# Solved: Modern Warfare 2 resolution problem



## Dazzeerr (Jan 3, 2009)

I only have this problem on Multiplayer, singleplayer is fine.

When i try to change the resolution from the default 1024x768 to 1280x1024 it closes the game ready to restart with new settings applied, but then an error message comes up saying DirectX encountered an unrecoverable error. Then when I launch the game back up it's back on 1024x768. :/

Any ideas as to why this is happening? I've tried updating graphics drivers.


----------



## DaBeers (Oct 31, 2008)

I've been reading around in forums the last few days, as I have my own MW2 issues, and have seen several possible fixes for this issue.

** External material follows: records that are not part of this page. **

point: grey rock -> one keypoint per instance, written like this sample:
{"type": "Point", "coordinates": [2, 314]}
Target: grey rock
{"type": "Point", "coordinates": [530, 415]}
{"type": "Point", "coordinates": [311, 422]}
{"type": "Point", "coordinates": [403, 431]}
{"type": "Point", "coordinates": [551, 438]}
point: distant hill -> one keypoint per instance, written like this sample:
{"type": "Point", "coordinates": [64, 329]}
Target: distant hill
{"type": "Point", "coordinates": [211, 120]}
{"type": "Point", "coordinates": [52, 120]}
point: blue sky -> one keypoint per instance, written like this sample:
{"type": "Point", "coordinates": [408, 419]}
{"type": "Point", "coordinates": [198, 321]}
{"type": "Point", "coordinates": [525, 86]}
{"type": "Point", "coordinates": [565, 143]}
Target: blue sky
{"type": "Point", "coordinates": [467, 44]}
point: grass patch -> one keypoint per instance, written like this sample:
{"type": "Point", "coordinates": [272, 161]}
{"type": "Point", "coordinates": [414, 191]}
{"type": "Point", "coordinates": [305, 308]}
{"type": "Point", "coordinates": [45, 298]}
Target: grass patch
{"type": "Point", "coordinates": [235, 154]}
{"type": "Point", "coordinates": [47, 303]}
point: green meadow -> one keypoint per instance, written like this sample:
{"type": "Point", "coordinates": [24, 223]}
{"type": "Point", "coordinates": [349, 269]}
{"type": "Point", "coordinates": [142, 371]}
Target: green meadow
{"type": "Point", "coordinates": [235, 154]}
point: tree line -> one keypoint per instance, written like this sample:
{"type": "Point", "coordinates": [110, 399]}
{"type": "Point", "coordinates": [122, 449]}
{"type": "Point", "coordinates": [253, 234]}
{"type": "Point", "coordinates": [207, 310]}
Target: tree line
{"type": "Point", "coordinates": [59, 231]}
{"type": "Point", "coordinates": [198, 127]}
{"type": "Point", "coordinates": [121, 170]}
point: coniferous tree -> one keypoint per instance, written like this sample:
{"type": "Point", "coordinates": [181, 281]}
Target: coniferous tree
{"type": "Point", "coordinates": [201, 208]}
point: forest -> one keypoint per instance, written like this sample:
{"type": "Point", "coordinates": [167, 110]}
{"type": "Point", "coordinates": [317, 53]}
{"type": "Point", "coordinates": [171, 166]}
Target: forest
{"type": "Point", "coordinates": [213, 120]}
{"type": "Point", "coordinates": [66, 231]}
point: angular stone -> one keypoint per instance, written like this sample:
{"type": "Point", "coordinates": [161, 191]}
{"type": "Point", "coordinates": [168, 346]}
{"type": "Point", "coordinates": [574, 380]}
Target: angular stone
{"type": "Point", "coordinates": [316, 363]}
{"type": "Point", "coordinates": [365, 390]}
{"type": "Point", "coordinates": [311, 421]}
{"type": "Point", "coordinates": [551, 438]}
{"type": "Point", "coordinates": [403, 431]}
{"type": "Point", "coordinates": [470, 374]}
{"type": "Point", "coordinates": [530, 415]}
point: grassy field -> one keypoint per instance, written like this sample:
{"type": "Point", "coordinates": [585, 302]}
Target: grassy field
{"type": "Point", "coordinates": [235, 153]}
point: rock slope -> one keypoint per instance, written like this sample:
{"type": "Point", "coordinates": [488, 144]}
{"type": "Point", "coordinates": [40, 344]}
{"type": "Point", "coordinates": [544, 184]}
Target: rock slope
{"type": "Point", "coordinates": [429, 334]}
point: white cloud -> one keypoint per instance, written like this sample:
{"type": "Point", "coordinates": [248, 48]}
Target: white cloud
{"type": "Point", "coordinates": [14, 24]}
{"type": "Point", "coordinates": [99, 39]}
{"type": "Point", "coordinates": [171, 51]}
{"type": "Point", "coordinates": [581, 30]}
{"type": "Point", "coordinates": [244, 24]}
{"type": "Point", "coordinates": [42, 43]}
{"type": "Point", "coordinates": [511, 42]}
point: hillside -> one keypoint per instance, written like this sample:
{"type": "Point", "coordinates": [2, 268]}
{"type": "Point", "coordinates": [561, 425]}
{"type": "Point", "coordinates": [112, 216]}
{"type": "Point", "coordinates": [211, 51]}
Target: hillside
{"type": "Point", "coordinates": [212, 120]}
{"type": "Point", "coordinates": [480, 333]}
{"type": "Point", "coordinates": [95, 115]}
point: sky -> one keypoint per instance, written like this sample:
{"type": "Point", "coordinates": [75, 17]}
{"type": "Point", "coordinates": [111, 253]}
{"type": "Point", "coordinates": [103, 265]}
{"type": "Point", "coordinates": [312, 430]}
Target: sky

one is to navigate to [drive]Program Files (x86)\Steam\steamapps\common\call of duty modern warfare 2\Redist\DirectX and run DXSetup.exe

Another is to try to run it in windowed mode, but that means altering a file generated by the game. Also, I have not seen anyone who actually said this helped. 
Open [drive]Program Files (x86)\Steam\steamapps\common\call of duty modern warfare 2\players\.config.cfg and look for

seta r_fullscreen "1"

Change the 1 to a 0.

You might want to back-up the file before altering it.


----------



## Dazzeerr (Jan 3, 2009)

First fix worked, thank you very much mate.


----------



## DaBeers (Oct 31, 2008)

Not a problem man. Glad to have helped.


----------